Objet difficile à définir…

Conséquence de cette situation, en France, les salariés ont le plus grand mal à faire reconnaître le burn-out comme une maladie professionnelle : en 2015, seuls 418 cas de «maladies psychiques liées au travail» ont été reconnus comme maladie professionnelle et ont donc déclenché une prise en charge à 100 % des soins, en plus d’une rente, en fonction du taux d’incapacité permanente partielle (IPP). Ce très faible nombre de cas découle du fait que le burn-out n’est pas inscrit dans les tableaux des maladies professionnelles annexé au code de la Sécurité Sociale. Ceux-ci listent les maladies prises en charge dans le cadre du régime général. Mais l’inscription du burn-out se heurte à la difficulté de fixer une liste de travaux susceptibles de le provoquer. Résultat, sa reconnaissance comme maladie professionnelle passe en général par le biais des 26 commissions régionales de reconnaissance des maladies professionnelles, (CRRMP) aptes à reconnaître les maladies professionnelles, par l’examen des dossiers individuels.
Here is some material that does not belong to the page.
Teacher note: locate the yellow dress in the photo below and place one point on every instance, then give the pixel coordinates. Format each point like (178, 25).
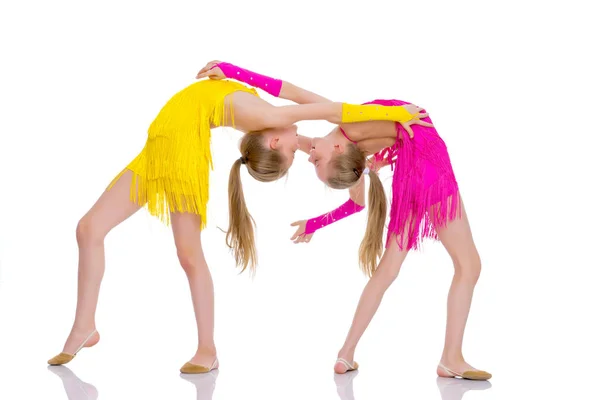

Une démarche qui suppose que le patient soit frappé d’un taux d’IPP d’au moins 25 %, rarement atteint dans le cas des pathologie psychiques. C’est à ce titre que la mission d’information préconise, d’une part, de renforcer les effectifs des CRRMP et, d’autre part, de diminuer – voire d’éliminer – ce taux d’IPP nécessaire à l’ouverture d’un dossier, dans le cadre d’une expérimentation. Autre préconisation, la création d’un Centre national de référence sur le burn-out, ainsi qu’un «décloisonnement des travaux et des plans des différents ministères», ajoute le député Yves Censi (LR), président de la mission d’information. Par ailleurs, actuellement, quelque 200 médecins sont poursuivis devant la justice par des employeurs pour avoir expliqué dans leur diagnostic que la santé des salariés s’était dégradée en raison de leurs conditions de travail. Pour éviter ces contentieux, les deux députés proposent de modifier le code de déontologie de la profession, octroyant la possibilité d’établir ce lien de cause à effet entre maladie et conditions de travail aux seuls médecins du travail. Une mesure qui passe nécessairement par le vote d’une loi. Or, «la législature se termine. Ce rapport est un objet de travail pour la suite», reconnaît Gérard Sebaoun. Au Danemark, une pathologie psychique a été incluse dans la liste de maladies professionnelles dès 2005.